Rapper Replacement Program Part 1

You should really be getting more enjoyment out of your music. Why waste time listening to overrated, undertalented rappers just because they’re the ones who get all the attention from the radio stations, blogs and magazines? So for you, my readers, I’m going to call out rappers who are lacking and name some rappers who can easily and enjoyably slot into your music rotation so you can get the most out of your listening sessions. First up:

Replace Rick Ross …

Putting aside the fact that he’s a phony (and he really is one – how is the world making a former prison guard famous for rapping like he rode around in cigarette boats with Manuel Noriega?), he’s not a very good rapper. He’s got simplistic, unimaginative flows, average-at-best rhymes and very little in the way of storytelling ability. Not to mention his voice sounds like a dog barking “Jingle Bells.”

… with Raekwon

Really, if you want to listen to a husky dude who can list luxury brands and talk about how great it is to fly around in private jets and drive fancy cars, there are plenty of options. Rick Ross hasn’t cornered the market on anything, except he IS so fat he at least gives rappers a nice code word for when their wallet is too full of money (my pocket on Rick Ross, etc.). Raekwon has been around a long time and he can give you everything Rick Ross gives you PLUS much better rhymes, much better stories and plenty of guest spots from great rappers such as Ghostface Killah. Unless you’re really that into Meek Mill.

Replace Wiz Khalifa …

BLACK AND YELLOW BLACK AND YELLOW BLACK AND YELLOW … how is it this guy’s most annoying song is the one that made him famous? How many people really clicked play on that mp3 and said “this dude braying like a donkey about the Pittsburgh Steelers and smoking marijuana really knows how to flow?”

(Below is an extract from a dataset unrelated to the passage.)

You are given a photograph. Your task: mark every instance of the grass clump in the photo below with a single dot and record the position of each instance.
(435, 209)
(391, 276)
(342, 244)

And then he doesn’t even give listeners the most useful information he could offer, which is what it’s like to have sex with Amber Rose. Seriously, don’t even Google search that name at work. He’s not the worst rapper I’ve ever heard, but it’s clear he’s gotten more than a little lucky with both his fame and his dame.

… with Curren$y

Again, if you want to listen to rap about how great weed is, you have plenty of options. Nobody really has that subject matter locked up. But if you’re going to listen to someone talk about such a relaxing drug, why would you want to listen to someone with such a loud, monotonous, grating voice? Curren$y has the appropriate voice, flow and demeanor for a nouveau riche weed addict. And he’s better at rhyming and telling stories than Wiz. As an added plus, if you can’t kick Wiz completely out of your life just yet, Curren$y and Wiz feature together on a lot of tracks. So you can hear direct evidence of how superior Curren$y is at his art and at the same time start to realize that Wiz may just be a donkey someone taught to rap. Donkey anatomy may also explain why Amber Rose likes him.

Replace Drake …

Drake is an easy target. So much of the Internet hip hop intelligentsia (such as it is) derides him for his clothes, his “hey guys, I’m cool too” demeanor, his soft r&b sound, his “singing,” his past as a teenage TV actor. But there’s no question he fills a niche: He’s the rap your girlfriend who doesn’t like rap will listen to. He’s the rapper who’s sitting at a table looking forlorn on his album cover instead of snarling or gripping a chain or a gun or objectifying a woman. And I’ll admit it: He has some very catchy stuff. But most of his music is pretty forgettable. Most of his actual rapping is, shall we say, underwhelming. He’s decent but he’s another guy I can’t help but feel is overly famous, overly lauded despite his shortcomings.

… with Ryan Leslie

If you want catchy, r&b-laden music that still has hip-hop sensibilities and, most importantly, will keep the ladies happy, why not go with self-made musical impresario Ryan Leslie? He’s a one-man hitmaker, creating beats, playing instruments and singing/rapping over his own tracks. True, his rapping is also, shall we say, underwhelming, but he can actually sing, unlike Drake. And if you’re going to listen to a guy who sings and raps, why would you pick a guy who can’t do either well over a guy who can at least do one of those things well? Listen to “Diamond Girl” and tell me it isn’t a better song than Drake’s “Best I Ever Had.” You can’t, unless you’ve got no taste.